Facebook says government requests for user data violate the privacy rights of the people on the social networking site. Reuters

Facebook said Tuesday that the number of requests from governments around the world for information about users of the social networking site increased by about a quarter in the first half of 2014, compared to the second half of last year. The U.S. government led the world's nations in the number of requests, the company said.

According to the social networking giant, governments made 34, 946 requests -- an increase of 24 percent over the second half of 2013 -- for users’ personal data in the first six months of 2014. During the same time, the amount of content restricted because of local laws rose about 19 percent.

“We scrutinize every government request we receive for legal sufficiency under our terms and the strict letter of the law, and push back hard when we find deficiencies or are served with overly broad requests,” Chris Sonderby, Facebook’s deputy general counsel, said in a blog post.

According to Facebook’s third Government Requests Report, the U.S. government made 15, 433 requests, which was the highest among 84 countries listed in the report.
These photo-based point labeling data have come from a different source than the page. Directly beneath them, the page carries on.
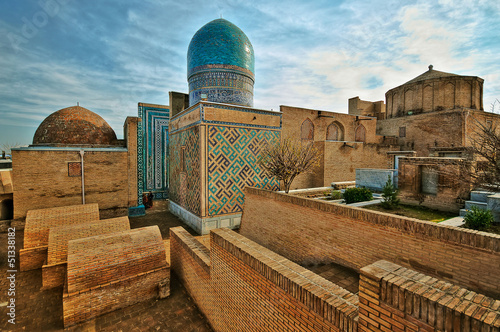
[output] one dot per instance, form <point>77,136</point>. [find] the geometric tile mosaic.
<point>232,165</point>
<point>152,154</point>
<point>185,188</point>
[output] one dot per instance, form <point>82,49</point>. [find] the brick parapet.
<point>61,235</point>
<point>337,306</point>
<point>53,275</point>
<point>244,278</point>
<point>394,298</point>
<point>416,227</point>
<point>311,231</point>
<point>32,258</point>
<point>192,247</point>
<point>106,258</point>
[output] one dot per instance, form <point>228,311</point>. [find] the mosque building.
<point>215,143</point>
<point>75,158</point>
<point>201,150</point>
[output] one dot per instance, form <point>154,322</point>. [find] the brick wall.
<point>54,272</point>
<point>90,303</point>
<point>38,222</point>
<point>434,94</point>
<point>449,193</point>
<point>307,230</point>
<point>339,161</point>
<point>247,287</point>
<point>425,131</point>
<point>59,236</point>
<point>105,258</point>
<point>394,298</point>
<point>32,258</point>
<point>190,260</point>
<point>41,180</point>
<point>108,272</point>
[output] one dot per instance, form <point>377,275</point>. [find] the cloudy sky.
<point>110,55</point>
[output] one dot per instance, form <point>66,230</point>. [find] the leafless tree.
<point>485,148</point>
<point>7,146</point>
<point>288,158</point>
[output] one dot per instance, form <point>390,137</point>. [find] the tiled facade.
<point>214,150</point>
<point>221,65</point>
<point>185,169</point>
<point>152,155</point>
<point>232,165</point>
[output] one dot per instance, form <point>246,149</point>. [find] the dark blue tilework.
<point>220,42</point>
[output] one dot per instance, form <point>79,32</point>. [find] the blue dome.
<point>220,42</point>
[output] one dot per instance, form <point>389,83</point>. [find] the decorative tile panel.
<point>232,165</point>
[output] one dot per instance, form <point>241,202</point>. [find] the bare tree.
<point>7,146</point>
<point>485,148</point>
<point>288,158</point>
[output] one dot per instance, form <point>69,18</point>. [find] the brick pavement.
<point>42,310</point>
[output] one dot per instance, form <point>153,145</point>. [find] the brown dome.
<point>74,125</point>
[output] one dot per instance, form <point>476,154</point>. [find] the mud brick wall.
<point>38,222</point>
<point>312,231</point>
<point>450,193</point>
<point>32,258</point>
<point>53,275</point>
<point>106,258</point>
<point>42,180</point>
<point>249,288</point>
<point>59,236</point>
<point>190,260</point>
<point>90,303</point>
<point>394,298</point>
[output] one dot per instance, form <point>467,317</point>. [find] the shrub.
<point>354,195</point>
<point>335,194</point>
<point>390,195</point>
<point>478,219</point>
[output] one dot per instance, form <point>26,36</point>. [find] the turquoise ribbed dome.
<point>220,42</point>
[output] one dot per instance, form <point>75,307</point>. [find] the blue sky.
<point>110,55</point>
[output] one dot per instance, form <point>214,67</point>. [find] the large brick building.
<point>75,158</point>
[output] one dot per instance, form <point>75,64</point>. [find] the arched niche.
<point>335,132</point>
<point>307,130</point>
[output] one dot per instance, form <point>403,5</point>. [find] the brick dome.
<point>74,125</point>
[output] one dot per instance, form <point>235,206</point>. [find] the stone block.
<point>494,206</point>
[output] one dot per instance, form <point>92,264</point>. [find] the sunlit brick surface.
<point>241,286</point>
<point>59,236</point>
<point>38,222</point>
<point>307,230</point>
<point>102,259</point>
<point>112,271</point>
<point>74,125</point>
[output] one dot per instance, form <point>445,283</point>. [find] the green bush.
<point>389,195</point>
<point>354,195</point>
<point>478,219</point>
<point>335,194</point>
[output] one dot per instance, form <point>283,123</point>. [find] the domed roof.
<point>74,125</point>
<point>220,42</point>
<point>431,74</point>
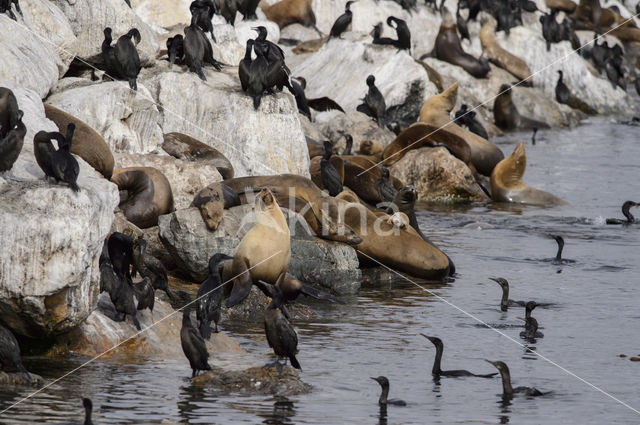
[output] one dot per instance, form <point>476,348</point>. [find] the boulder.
<point>438,176</point>
<point>216,112</point>
<point>331,265</point>
<point>185,177</point>
<point>128,121</point>
<point>49,260</point>
<point>89,18</point>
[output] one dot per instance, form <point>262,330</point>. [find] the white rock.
<point>50,257</point>
<point>128,121</point>
<point>267,141</point>
<point>89,18</point>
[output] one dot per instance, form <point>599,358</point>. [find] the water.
<point>594,320</point>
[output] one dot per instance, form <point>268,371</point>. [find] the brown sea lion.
<point>420,135</point>
<point>287,12</point>
<point>187,148</point>
<point>506,115</point>
<point>436,112</point>
<point>264,251</point>
<point>498,55</point>
<point>448,48</point>
<point>88,144</point>
<point>400,249</point>
<point>148,194</point>
<point>507,184</point>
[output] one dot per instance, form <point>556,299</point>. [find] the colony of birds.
<point>263,72</point>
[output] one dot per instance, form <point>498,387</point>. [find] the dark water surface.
<point>595,319</point>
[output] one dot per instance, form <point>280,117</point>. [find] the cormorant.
<point>193,344</point>
<point>343,21</point>
<point>149,266</point>
<point>383,400</point>
<point>374,104</point>
<point>625,211</point>
<point>210,297</point>
<point>437,372</point>
<point>330,178</point>
<point>507,389</point>
<point>280,333</point>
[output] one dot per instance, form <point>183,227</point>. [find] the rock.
<point>256,380</point>
<point>50,257</point>
<point>128,121</point>
<point>186,178</point>
<point>340,68</point>
<point>89,18</point>
<point>438,176</point>
<point>328,264</point>
<point>216,112</point>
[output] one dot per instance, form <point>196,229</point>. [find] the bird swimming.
<point>383,400</point>
<point>507,389</point>
<point>437,371</point>
<point>625,211</point>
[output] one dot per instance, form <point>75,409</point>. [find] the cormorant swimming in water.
<point>330,177</point>
<point>374,104</point>
<point>11,144</point>
<point>625,211</point>
<point>210,297</point>
<point>281,335</point>
<point>383,400</point>
<point>437,372</point>
<point>343,22</point>
<point>149,266</point>
<point>10,359</point>
<point>507,389</point>
<point>505,302</point>
<point>193,344</point>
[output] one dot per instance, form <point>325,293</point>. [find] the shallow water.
<point>594,319</point>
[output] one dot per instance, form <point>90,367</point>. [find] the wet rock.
<point>186,178</point>
<point>50,257</point>
<point>438,176</point>
<point>328,264</point>
<point>89,18</point>
<point>128,121</point>
<point>216,112</point>
<point>256,380</point>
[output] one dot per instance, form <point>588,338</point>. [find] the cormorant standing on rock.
<point>625,211</point>
<point>193,344</point>
<point>507,389</point>
<point>342,23</point>
<point>210,297</point>
<point>374,104</point>
<point>10,359</point>
<point>437,372</point>
<point>11,144</point>
<point>280,333</point>
<point>330,177</point>
<point>149,266</point>
<point>383,400</point>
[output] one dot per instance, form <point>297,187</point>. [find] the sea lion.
<point>420,135</point>
<point>212,201</point>
<point>265,249</point>
<point>400,249</point>
<point>188,148</point>
<point>448,48</point>
<point>506,115</point>
<point>287,12</point>
<point>436,112</point>
<point>149,194</point>
<point>87,143</point>
<point>507,184</point>
<point>498,55</point>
The Indian government was second with 4, 559 requests, followed by Germany with 2, 537 requests.

Facebook said that it has challenged several search warrants issued by a court in New York over the past year. The warrants demanded that the company provide nearly all data from the accounts of nearly 400 Facebook users, making it the largest request the company has ever received.

“We’ve argued that these overly broad warrants violate the privacy rights of the people on Facebook and ignore constitutional safeguards against unreasonable searches and seizures,” Sonderby said. “Despite a setback in the lower court, we’re aggressively pursuing an appeal to a higher court to invalidate these sweeping warrants and to force the government to return the data it has seized.”

Facebook also said that it would continue to push governments for additional transparency and to reform their surveillance practices.

In September, Google said that it had received about 32,000 data requests from governments around the world in the first half of 2014, 15 percent more than in the latter half of 2013, and 150 percent more than the number of requests the company received when it started publishing transparency reports in 2009.